The fourth column d is a repairing effect diagram of a global discriminator and a Locally discriminated 'global and local Consistent Image Completion' method, the network can repair the Image more reasonably by introducing the countermeasure loss, the local discriminator influences the Image missing region to successfully complete the repair of the missing region part, the global discriminator influences the whole Image according to the global inconsistency of the repaired Image to force the network to generate the Globally Consistent Image, so that the obvious edge difference is eliminated, and the repairing result is better. The fifth column e, the repair result of the algorithm proposed by the present invention, uses WGAN loss to make the training of the entire antagonistic network more stable. A multi-scale discriminator is added and is trained together with a global discriminator and a local discriminator. It can be seen that compared with the result of d, e is improved to a certain extent in the aspect of the details of restoration, the image integrity is higher, and the restoration effect is better.
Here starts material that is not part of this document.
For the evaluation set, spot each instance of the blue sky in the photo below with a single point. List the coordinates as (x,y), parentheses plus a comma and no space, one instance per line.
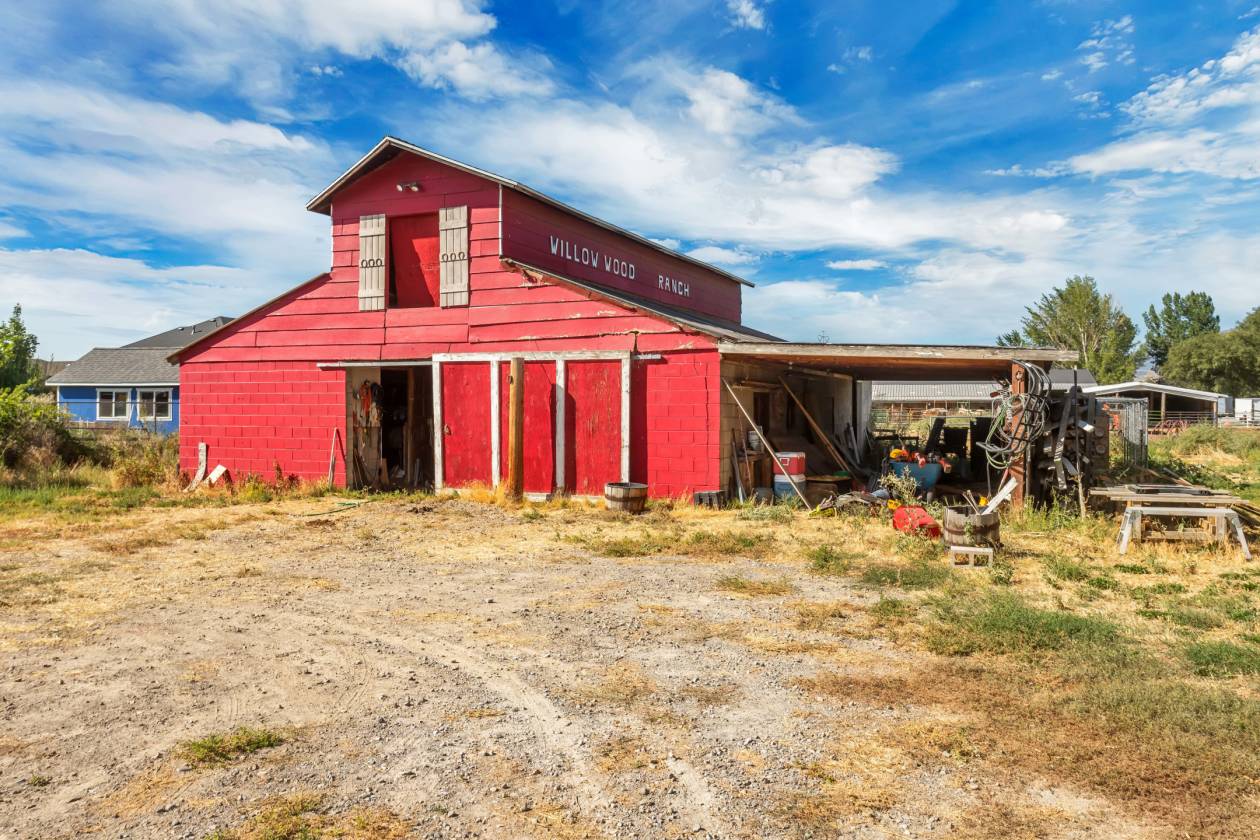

Besides the visual effect, the invention also carries out quantitative evaluation on the CelebA test data set by using the PSNR and the SSIM, and the two indexes are calculated between the repair result obtained by different methods and the original face image.

The first index is peak signal-to-noise ratio (PSNR), an objective criterion for evaluating images, which directly measures the difference in pixel values, with larger values indicating less distortion. Assuming that the two input images are X and Y, respectively, the calculation formula is as follows:

where MSE represents the Mean Square Error (Mean Square Error) of the restored image X and the real image Y, H, W represents the height and width of the image, respectively, n represents the number of bits per pixel, and is generally 8, i.e. the number of pixel gray levels is 256, and the result is shown in table 3.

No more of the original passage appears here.